Well, I was rather just curious about it, I already saw that I had skills and plesure with programing, but still, it would be awsome to not have those certain times where you have no idea where the error in your code is, and after 2 hours of searching and googling, you find out it’s a “;” that was missing… Programming is fun and addicting, I just wisht I knew more about it haha.

Thanks guys, I’d say QA is not really what I’m after since I get angry pretty fast when having to re-do things.

Rafael.

This backs up what I’ve heard from others who did the same thing. It’s not even much of a “game” that you’re messing around with most of the time because it’s unfinished and probably broken. And even when the game is getting towards done, you’re not playing, you’re testing, so it’s highly directed and not much fun and very monotonous.

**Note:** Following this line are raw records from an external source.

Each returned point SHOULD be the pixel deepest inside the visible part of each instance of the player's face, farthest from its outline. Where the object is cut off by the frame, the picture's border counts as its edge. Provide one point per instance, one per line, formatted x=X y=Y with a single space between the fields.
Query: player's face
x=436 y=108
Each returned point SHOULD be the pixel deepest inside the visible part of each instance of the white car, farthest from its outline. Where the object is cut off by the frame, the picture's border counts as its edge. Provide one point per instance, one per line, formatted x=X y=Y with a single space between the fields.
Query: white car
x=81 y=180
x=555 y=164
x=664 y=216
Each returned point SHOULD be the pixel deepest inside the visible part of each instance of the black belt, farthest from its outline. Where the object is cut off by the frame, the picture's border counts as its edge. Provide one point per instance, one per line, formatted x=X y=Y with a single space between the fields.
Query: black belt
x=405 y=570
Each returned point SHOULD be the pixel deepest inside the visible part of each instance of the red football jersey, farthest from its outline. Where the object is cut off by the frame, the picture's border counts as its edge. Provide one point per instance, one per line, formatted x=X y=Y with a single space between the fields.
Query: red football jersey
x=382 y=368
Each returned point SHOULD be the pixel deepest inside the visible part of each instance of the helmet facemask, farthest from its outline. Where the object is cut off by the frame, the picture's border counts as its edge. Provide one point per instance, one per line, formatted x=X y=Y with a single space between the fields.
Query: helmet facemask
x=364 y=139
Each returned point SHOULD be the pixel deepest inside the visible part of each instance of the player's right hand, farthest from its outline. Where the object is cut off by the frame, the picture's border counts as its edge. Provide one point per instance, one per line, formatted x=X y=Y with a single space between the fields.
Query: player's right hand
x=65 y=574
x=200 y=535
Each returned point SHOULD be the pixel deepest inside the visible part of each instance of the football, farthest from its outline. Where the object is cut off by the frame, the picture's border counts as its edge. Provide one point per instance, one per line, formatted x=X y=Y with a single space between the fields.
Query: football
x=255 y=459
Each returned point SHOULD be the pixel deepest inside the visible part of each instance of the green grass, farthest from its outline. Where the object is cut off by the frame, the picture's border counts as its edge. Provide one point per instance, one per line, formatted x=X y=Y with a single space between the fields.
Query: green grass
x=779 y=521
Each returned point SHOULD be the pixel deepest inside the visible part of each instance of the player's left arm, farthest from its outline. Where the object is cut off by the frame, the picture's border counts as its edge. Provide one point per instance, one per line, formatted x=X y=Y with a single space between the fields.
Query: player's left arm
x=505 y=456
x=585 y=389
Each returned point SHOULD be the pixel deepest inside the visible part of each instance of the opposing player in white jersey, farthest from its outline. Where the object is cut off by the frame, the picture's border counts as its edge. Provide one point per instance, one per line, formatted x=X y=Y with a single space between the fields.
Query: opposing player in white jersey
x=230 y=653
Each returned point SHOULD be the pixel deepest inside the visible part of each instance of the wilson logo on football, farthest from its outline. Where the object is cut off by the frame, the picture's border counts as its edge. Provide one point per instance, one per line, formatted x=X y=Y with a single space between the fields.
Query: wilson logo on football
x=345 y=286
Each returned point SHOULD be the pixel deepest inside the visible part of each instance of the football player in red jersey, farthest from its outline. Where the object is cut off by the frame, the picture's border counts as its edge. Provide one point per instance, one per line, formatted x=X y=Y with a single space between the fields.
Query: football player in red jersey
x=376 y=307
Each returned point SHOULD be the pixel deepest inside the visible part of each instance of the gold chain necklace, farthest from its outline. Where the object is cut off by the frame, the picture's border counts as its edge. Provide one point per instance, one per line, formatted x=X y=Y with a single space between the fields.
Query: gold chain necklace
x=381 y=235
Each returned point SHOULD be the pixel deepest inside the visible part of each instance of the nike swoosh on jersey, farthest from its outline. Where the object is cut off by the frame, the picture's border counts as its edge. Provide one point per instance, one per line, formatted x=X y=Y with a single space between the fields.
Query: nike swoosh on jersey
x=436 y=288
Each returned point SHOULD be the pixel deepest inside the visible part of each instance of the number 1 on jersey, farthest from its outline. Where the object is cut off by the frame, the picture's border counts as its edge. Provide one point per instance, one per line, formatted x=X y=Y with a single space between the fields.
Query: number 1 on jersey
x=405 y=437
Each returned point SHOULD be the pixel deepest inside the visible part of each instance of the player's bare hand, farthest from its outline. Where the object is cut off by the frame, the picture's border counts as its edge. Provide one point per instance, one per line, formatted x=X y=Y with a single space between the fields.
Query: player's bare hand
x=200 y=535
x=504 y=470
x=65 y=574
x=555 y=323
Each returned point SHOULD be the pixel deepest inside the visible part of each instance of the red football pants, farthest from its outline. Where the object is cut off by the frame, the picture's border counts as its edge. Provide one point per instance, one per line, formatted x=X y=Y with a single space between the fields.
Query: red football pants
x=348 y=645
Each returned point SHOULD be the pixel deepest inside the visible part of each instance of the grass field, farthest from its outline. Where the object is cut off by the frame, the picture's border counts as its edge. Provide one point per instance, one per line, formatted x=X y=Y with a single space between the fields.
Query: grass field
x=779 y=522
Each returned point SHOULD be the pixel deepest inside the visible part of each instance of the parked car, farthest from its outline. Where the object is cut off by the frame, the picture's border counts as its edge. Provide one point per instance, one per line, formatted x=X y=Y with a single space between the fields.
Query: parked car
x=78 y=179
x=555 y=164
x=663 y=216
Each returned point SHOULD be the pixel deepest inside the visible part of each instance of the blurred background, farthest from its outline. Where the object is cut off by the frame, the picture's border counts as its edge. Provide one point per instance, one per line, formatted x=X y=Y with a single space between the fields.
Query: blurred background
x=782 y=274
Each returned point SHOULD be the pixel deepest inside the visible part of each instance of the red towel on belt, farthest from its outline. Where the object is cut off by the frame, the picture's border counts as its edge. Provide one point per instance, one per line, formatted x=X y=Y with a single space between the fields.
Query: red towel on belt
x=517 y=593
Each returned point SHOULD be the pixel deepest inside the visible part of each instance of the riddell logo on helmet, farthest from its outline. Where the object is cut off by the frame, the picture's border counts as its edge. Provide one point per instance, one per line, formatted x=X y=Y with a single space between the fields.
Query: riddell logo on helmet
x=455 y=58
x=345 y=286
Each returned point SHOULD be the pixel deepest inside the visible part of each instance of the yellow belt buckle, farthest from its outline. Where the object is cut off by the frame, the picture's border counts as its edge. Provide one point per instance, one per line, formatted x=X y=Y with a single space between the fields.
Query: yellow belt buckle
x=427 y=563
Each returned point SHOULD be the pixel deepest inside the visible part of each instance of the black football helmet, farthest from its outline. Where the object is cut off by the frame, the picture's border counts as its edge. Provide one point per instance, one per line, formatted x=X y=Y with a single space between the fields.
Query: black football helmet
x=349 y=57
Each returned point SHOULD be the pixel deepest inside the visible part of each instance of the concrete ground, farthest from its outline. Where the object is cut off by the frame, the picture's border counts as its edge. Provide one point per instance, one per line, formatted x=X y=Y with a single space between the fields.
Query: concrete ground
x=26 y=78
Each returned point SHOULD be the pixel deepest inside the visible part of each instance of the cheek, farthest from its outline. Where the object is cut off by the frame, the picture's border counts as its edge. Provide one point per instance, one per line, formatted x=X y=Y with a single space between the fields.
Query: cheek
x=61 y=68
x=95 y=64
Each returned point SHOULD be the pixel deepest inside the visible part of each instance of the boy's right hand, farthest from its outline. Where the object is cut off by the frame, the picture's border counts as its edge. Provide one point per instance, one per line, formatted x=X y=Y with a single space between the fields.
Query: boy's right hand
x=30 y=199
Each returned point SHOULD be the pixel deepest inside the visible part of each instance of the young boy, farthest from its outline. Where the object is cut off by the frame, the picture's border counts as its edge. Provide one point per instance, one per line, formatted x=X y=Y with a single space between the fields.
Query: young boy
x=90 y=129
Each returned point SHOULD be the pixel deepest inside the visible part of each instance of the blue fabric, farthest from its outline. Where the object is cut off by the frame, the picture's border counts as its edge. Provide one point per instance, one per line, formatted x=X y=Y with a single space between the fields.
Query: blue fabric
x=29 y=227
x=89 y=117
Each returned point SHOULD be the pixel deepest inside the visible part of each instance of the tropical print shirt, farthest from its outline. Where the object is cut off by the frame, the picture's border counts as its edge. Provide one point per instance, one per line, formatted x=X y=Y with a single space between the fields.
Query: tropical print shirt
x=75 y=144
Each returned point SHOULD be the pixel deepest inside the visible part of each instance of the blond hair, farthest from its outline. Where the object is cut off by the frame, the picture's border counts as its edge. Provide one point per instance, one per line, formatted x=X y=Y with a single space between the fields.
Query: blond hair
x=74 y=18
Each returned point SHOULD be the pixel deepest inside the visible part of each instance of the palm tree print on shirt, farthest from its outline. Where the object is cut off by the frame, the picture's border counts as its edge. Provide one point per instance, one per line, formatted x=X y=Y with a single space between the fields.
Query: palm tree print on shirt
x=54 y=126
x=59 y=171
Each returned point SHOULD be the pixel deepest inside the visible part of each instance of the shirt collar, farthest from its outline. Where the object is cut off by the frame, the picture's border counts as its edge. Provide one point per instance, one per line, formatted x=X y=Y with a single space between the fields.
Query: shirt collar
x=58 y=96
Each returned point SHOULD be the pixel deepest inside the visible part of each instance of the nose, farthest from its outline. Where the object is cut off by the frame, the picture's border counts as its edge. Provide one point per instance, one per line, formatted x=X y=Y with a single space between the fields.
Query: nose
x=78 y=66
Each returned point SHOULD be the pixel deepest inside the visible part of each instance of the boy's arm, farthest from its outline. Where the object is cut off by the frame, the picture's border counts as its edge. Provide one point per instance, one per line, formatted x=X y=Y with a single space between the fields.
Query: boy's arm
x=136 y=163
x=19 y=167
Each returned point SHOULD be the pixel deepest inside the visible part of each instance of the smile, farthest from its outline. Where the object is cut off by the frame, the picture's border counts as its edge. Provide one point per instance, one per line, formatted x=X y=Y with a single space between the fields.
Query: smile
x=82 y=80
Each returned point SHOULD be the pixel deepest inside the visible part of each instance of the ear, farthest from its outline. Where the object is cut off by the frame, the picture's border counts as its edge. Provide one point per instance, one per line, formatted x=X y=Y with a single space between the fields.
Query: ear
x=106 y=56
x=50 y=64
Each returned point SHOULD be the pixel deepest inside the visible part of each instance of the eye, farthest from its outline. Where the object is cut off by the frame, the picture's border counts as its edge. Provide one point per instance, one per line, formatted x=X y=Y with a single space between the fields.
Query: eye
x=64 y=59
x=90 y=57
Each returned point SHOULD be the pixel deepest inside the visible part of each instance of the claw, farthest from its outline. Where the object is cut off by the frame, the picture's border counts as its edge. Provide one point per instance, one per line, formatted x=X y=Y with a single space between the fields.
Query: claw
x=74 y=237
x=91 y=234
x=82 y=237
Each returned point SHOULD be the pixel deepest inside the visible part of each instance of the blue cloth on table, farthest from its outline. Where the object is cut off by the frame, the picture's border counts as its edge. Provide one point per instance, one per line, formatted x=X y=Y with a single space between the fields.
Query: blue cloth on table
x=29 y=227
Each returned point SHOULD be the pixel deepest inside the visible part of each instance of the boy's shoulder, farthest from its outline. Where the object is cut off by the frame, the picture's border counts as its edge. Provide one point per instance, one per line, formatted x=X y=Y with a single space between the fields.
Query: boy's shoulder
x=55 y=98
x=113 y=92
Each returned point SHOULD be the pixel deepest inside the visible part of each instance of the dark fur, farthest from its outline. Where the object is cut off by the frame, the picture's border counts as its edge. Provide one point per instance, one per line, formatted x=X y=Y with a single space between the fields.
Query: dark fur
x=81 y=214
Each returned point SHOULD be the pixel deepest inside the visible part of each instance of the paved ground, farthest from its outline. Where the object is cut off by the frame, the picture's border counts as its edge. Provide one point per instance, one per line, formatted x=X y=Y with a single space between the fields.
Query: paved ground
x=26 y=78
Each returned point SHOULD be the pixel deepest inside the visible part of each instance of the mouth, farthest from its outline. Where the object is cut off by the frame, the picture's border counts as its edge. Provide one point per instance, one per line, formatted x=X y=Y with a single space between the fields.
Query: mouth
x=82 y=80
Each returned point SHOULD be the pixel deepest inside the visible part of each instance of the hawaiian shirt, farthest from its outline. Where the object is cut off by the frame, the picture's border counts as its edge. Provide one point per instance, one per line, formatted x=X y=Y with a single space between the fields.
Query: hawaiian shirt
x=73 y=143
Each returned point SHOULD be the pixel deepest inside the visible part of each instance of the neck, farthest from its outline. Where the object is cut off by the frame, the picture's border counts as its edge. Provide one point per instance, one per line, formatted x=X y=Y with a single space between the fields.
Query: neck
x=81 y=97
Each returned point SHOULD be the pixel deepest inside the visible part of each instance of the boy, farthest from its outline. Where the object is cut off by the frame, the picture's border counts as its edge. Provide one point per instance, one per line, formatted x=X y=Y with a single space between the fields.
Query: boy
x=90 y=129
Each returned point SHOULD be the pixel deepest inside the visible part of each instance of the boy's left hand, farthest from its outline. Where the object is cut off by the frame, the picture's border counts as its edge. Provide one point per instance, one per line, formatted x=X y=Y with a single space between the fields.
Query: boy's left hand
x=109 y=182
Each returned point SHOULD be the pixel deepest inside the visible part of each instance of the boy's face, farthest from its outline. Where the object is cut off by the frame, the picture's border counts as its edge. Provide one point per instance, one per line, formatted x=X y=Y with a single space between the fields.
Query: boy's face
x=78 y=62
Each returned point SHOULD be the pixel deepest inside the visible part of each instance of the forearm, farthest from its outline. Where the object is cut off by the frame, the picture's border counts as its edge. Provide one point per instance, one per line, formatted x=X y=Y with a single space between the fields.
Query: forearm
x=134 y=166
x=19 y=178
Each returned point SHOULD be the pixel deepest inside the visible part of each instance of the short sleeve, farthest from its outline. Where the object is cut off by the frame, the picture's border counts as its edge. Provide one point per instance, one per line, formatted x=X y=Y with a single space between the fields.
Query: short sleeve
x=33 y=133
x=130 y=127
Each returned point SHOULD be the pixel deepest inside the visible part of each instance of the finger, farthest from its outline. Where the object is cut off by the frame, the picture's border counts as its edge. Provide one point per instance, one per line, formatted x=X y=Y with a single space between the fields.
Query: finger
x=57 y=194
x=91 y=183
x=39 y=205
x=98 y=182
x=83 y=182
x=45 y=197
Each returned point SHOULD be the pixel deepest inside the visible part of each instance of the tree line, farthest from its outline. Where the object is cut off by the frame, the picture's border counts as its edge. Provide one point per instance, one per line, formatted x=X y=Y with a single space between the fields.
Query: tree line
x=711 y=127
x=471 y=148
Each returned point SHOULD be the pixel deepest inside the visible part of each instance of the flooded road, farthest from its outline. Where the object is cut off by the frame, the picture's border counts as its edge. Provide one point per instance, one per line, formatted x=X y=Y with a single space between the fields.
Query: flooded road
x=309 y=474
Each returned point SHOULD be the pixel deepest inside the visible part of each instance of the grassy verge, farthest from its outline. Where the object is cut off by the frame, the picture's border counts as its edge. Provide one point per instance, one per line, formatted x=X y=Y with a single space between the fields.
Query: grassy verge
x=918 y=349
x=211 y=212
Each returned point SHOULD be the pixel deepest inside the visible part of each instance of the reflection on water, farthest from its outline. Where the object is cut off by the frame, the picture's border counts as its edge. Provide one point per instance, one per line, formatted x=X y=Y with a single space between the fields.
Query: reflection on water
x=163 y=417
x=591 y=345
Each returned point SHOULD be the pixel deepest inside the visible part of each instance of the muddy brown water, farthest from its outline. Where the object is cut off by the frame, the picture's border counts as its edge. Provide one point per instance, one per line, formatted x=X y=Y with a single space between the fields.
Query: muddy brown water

An approximate quote from an ex game tester: “Yeah, I was a tester on [a late 1990s racing game] and my job for a few weeks was to drive around each track and hit each obstacle and wall from a bunch of different directions a bunch of times each at a variety of speeds.” And of course whenever something unexpected happened he had to write a bug report, and then test it again after the level builder thought they’d fixed it. For some types of testing you’d also have to repeat the failed test a bunch of times to see under what precise circumstances it fails to include in the report.

Well, you’ll get past the “missing semi-colon” errors pretty quickly with some practise. Within probably a few months you’ll be at the point where a statement with a missing semi-colon will practically jump out and slap you in the face when you as much as glance at the screen.

Programming is pretty much a combination of a) solving new problems and b) cranking out code for an already understood and well documented solution. The former is where the fun is at, because that’s where you get to be creative and really own your solution, but the latter is where people start because early on there’s a lot of really useful learning to be done there (ie: see and understand how common problems have been solved well, so that you can apply it to your own work, but also adapting the solutions to fit your needs - if they didn’t need some level of adaptation then you wouldn’t need to re-write them). Learning to solve new problems for yourself is not only where the fun is, but it’s also what sets apart a good programmer from copy-paste coder (ie: someone who can only do b - they can write code but they can’t do the problem solving).

Well, QA can be a boring and stressful job, but I think you can make some connections there and if it is your first job, theres some room to improve. I know someone who began its carreer as a QA person, and then learned 3d graphics, and later joined to that team as a 3d artist. Not very common though, most testers don’t do that.

At us, a good tester was always someone who didn’t just tested the game, but moved the whole case forwards, always tracking that his reported bugs are in what state, and personally told the responsible programmers and the artists about that bug, urging them to fix it very soon :slight_smile: Basically communicated&managed the bug fixing part too. It was very annoying sometimes, but definitely helped the project.

Rather hold out for a junior programmer job.
Build a Unity programming portfolio, and get interviews/work based on that.

Remember, each year spent doing QA, is one less year experience in being a programmer.

And programmers make more money, and their job is a lot more fulfilling and creative.